O livro de Júnia divide-se em quatro capítulos. No primeiro ("Fidalgos e, lacaios") apresenta o que é ser comerciante no Brasil e em Portugal no século XVIII. Trata neste item das origens da classe mercantil, sua distinção em Portugal como cristão-novo, a ordenação das companhias privilegiadas de comércio, o papel do ministro Sebastião José de Carvalho e Melo, mais tarde marquês de Pombal, no desenvolvimento do comércio luso-brasileiro. Assim como da intrincada rede comercial, que os agentes comerciais portugueses estabeleceram no além-mar, fazendo com que vários interesses metropolitanos aqui se enraizassem e se misturassem aos dos mineiros, ocorrendo o que Maria Odila Leite da Silva Dias nomeou de "a interiorização dos interesses metropolitanos na colônia"1 1 Conferir: DIAS, Maria Odila Leite da Silva. "A interiorização da metrópole (1808 — 1853)". In MOTA, Carlos Guilherme (org.). 1822: dimensões. São Paulo: Perspectiva, 1982, pp. 160–184. . Idéia central da obra Homens de Negócio, de Júnia Furtado.

Ao longo do segundo capítulo ("O fio da narrativa"), do terceiro ("As Minas endemoniadas") e do quarto ("Negociantes e caixeiros"), percebemos que havia duas ordens de interesses circundantes nas práticas comerciais. A primeira refere-se aos interesses portugueses que se expandiam nas Minas Gerais por meio de atividades mercantis, como o controle do abastecimento, a arrecadação de impostos sobre o transporte e o comércio de mercadorias nos registros e nas lojas abertas nos centros urbanos, e os mecanismos de endividamento da população que ficavam nas mãos dos comerciantes. A segunda dizia respeito aos interesses dos agentes de Francisco Pinheiro que, por outro lado, enraizavam-se em outras atividades comerciais, como a pecuária, a agricultura e a mineração, sendo estas práticas econômicas difíceis de serem, muitas vezes, definidas como puramente metropolitanas, uma vez que seus interesses estavam tão enraizados na terra. Esses comerciantes passavam também, com o transpor dos anos, a atuar como colonos.

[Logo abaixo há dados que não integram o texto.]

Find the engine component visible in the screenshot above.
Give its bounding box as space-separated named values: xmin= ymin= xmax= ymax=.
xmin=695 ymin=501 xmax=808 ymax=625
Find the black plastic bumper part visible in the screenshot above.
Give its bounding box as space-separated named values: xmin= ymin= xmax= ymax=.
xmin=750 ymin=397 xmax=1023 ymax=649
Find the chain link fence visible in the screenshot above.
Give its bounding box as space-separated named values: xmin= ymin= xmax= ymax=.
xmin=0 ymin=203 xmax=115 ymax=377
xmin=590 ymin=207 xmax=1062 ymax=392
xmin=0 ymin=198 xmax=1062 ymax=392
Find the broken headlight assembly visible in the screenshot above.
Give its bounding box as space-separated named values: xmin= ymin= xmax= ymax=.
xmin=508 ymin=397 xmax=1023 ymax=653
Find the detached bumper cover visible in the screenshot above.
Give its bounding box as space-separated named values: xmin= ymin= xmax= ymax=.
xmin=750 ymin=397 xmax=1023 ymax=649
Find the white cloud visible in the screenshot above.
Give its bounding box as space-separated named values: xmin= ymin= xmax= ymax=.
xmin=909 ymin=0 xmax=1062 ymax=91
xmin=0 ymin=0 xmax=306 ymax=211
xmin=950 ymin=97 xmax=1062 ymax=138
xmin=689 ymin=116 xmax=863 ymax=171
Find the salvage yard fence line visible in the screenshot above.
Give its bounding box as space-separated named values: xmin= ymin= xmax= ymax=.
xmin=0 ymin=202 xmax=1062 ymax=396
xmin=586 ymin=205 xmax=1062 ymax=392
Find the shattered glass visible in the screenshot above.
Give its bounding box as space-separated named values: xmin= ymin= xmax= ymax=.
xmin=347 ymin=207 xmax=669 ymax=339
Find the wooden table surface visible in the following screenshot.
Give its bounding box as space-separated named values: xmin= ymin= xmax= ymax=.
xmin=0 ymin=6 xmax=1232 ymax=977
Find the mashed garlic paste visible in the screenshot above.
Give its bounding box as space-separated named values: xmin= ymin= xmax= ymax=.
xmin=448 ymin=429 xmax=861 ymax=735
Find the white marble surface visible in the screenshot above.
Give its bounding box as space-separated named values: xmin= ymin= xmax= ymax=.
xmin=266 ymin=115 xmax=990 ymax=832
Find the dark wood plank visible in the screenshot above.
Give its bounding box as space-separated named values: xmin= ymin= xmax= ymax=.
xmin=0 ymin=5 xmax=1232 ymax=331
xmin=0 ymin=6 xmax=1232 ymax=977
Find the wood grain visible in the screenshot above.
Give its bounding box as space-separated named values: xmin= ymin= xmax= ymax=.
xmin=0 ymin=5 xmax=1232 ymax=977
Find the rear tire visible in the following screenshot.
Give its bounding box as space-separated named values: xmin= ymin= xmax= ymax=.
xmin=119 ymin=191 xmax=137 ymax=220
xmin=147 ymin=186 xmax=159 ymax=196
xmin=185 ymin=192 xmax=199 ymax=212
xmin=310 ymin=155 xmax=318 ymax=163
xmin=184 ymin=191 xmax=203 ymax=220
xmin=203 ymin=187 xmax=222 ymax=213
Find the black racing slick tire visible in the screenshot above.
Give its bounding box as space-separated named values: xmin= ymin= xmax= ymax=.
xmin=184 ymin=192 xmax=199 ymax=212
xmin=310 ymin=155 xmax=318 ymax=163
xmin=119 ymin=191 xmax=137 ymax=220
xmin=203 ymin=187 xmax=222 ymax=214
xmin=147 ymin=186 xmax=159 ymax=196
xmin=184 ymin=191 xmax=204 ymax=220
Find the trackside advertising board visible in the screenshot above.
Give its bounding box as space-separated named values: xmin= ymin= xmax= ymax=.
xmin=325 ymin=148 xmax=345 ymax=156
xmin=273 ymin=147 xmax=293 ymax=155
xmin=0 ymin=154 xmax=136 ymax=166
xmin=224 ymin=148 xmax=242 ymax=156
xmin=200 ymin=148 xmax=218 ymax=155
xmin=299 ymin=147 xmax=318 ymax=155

A figura central da documentação estudada na obra — Francisco Pinheiro — era extremamente atenta aos seus negócios, como se percebe pelo montante de correspondência analisada por Júnia. Esses documentos estão pontilhados de instruções, repreensões e exigências quanto ao cumprimento de suas instruções e à manutenção da ordem na prestação de contas devidas. Sua fortuna foi feita à sombra da corrida do ouro, na primeira metade do século XVIII. Portanto, ao utilizar as correspondências comerciais, os inventários e/ou testamentos de 212 negociantes que atuaram nas Minas na primeira metade do setecentos e que tinham ligações com Francisco Pinheiro, assim como livros de devassas das visitações eclesiásticas, Júnia Furtado procurou acompanhar o processo de expansão e interiorização da colônia para o interior da América portuguesa. O relato de acontecimentos cotidianos, tanto públicos quanto privados, que existiram naquela época e que repercutiram nas práticas comerciais: motins, fome, intempéries, cobranças de impostos e inépcia de administradores são assuntos tratados pela autora em sua obra.

Cláudia Chaves e Júnia Furtado levam-nos instigantemente a penetrar no universo setecentista, em que as práticas comerciais permitem-nos pensar nos mecanismos metropolitanos, para levar o seu poder ao interior das Minas Gerais através das práticas comerciais e das redes informais de comerciantes que se estabeleceram nas diversas partes do reino e da América portuguesa. Tanto assim que, em 1732, o secretário das Minas enviou representação ao rei dom João V, comentando que Minas Gerais era, "e foi sempre, a capitania de todos os negócios"2 2 "Representação do secretário das Minas ao rei, 1732". Arquivo Público Mineiro. Seção Colonial, Códice 35. In FURTADO, Júnia. Homens de negócio: a interiorização da metrópole e do comércio nas Minas setecentistas. São Paulo: Hucitec, 1999, p. 197. . Negócios sortidos e de pequeno porte, como estudou Cláudia, e/ou grandes empreendimentos comerciais, como pesquisou Júnia.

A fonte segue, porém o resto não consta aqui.